Earlier this week, we learned of the latest COVID-related blow to the local arts world when the Dallas Opera canceled its spring programming. We now may have to wait two years to see Joby Talbot’s latest musical creation. Well, here’s a little good arts news to counterbalance all that. Tonight, the Sundance Film Festival kicks off in Dallas.
Yep, you read that right. Sundance. In Dallas.
Because the pandemic has made travel practically impossible, the Sundance Film Festival decided to switch things up this year. There’s still going to be a Sundance in Park City, Utah, and the festival is also hosting the online and Zoom-bound programming we’ve all gotten so used to over the past year. But Sundance also decided to bring the festival, which has helped define American cinema over the past 40 years, beyond Utah by partnering with theaters around the country to host festival screenings and events. Naturally, Sundance picked the Texas Theatre as a festival partner, one of only a handful of theaters in Texas.
What will this look like?
Some of the same films that are making their debut in Park City are also screening over the next two weekends in Oak Cliff. The Texas Theatre is showing 13 Sundance films in all, some on their outdoor pop-up drive in screen, and others in very limited attendance indoor showings (only 100 seats per screening, or 16 percent of the theater’s total capacity).
Tonight’s opening night film, Coda, will be shown at the Texas Theatre Sunset Drive-in, located in the parking lot behind the cinema. The film (by Tallulah director Sian Heder) is about the teenage daughter of deaf parents who is torn between moving away from home to pursue her musical dreams and staying to help her family and their struggling fishing business.
Of the slate of 13 films, three have strong Texas ties. Cusp (Jan 31, 3:15 p.m.) is an entry in Sundance’s documentary competition, and it follows three teenage girls through a feverous and life-altering summer in Texas.

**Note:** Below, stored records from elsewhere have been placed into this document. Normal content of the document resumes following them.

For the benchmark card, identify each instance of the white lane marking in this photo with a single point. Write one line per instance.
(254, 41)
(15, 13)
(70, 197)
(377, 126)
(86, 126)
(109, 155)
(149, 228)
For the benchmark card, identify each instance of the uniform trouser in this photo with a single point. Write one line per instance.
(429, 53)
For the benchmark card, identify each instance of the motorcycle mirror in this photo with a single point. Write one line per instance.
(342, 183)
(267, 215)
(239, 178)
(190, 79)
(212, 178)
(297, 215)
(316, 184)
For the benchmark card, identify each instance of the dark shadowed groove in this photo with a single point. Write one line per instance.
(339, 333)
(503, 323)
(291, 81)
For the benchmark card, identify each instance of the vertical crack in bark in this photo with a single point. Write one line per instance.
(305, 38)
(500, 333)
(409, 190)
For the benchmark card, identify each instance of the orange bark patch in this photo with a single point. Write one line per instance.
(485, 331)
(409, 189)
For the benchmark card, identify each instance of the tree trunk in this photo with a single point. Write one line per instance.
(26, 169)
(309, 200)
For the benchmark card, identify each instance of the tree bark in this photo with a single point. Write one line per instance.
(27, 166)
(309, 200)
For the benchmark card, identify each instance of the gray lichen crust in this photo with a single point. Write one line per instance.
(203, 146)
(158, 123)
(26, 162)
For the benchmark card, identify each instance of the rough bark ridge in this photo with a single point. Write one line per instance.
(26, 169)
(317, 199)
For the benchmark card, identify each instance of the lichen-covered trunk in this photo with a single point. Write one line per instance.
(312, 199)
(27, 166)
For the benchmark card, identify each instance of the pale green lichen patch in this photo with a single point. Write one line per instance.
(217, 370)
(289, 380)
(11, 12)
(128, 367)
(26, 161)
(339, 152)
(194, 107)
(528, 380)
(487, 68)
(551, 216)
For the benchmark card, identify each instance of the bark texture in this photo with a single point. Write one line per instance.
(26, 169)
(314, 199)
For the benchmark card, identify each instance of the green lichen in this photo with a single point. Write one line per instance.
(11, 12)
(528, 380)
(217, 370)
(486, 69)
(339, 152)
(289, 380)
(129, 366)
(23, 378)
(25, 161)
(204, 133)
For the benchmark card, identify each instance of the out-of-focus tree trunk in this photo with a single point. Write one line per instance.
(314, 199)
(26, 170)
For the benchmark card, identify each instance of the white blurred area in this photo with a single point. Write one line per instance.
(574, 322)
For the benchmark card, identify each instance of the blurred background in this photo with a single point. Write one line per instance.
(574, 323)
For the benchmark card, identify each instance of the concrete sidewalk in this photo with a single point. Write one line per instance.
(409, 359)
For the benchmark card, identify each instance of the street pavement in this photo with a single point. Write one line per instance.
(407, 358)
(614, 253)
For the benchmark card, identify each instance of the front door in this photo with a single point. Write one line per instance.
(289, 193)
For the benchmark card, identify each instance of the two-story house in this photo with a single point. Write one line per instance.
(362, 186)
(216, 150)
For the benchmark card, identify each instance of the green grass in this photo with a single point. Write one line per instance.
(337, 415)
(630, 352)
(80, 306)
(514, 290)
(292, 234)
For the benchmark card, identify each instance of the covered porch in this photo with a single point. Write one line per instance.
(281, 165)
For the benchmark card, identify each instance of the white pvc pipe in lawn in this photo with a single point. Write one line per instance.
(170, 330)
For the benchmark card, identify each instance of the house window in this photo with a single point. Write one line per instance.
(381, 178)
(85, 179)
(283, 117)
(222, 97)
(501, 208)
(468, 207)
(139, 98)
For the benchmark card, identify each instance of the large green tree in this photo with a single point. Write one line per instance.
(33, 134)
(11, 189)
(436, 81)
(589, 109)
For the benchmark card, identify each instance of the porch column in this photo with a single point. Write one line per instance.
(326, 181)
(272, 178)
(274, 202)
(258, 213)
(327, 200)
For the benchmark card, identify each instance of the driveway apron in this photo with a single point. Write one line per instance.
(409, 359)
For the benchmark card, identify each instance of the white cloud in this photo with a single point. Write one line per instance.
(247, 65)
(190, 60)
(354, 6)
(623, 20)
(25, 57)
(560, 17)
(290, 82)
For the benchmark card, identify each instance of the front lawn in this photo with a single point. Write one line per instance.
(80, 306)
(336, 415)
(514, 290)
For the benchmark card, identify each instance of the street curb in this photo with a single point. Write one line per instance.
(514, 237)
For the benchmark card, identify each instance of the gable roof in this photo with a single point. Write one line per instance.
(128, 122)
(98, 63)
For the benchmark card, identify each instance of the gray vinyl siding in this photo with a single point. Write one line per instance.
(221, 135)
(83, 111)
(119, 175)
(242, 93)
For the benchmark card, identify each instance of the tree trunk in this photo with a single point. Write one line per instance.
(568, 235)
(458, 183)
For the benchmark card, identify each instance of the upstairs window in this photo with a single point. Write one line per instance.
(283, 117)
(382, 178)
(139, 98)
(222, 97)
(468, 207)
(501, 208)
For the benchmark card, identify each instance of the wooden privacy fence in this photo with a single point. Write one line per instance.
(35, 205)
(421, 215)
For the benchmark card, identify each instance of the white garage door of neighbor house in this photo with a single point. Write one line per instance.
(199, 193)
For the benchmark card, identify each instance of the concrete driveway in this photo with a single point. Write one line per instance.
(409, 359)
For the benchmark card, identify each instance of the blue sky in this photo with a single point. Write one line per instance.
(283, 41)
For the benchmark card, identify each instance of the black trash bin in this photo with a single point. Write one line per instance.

Jockey (Jan 31, 6 p.m.), by Dallas filmmaker Clint Bentley, screens in the dramatic competition, and it tells the story of an aging jockey in the twilight of his career who is confronted by a young upstart who also claims to be his son. The February 2 screening of Jockey will feature a Zoom-based filmmaker discussion presented by the Austin Film Society.
Blazing World (Jan 31, 8:30 p.m.), directed by Fort Worth-native Carlson Young, is a fantasy thriller about a young woman who slips into an alternate dimension when visiting an old family home.
Barak Epstein, the Texas Theatre’s co-founder, also recommends In The Earth (January 29, 9:30 p.m.), all-too-real pandemic-themed thriller by beloved English cult filmmaker Ben Wheatley. But Epstein also warns to act fast on tickets, which are both very limited because of the pandemic and selling out. To find out how to get in, head here.
The Texas Theatre was an early adaptor to the world of the pandemic. Days after the COVID-19 virus hit Dallas, the theater had pivoted to an online ticketing model. Next up after Sundance, a new screening space in its re-done balcony, which we will all be able to enjoy soon enough once we get those vaccines in our arms.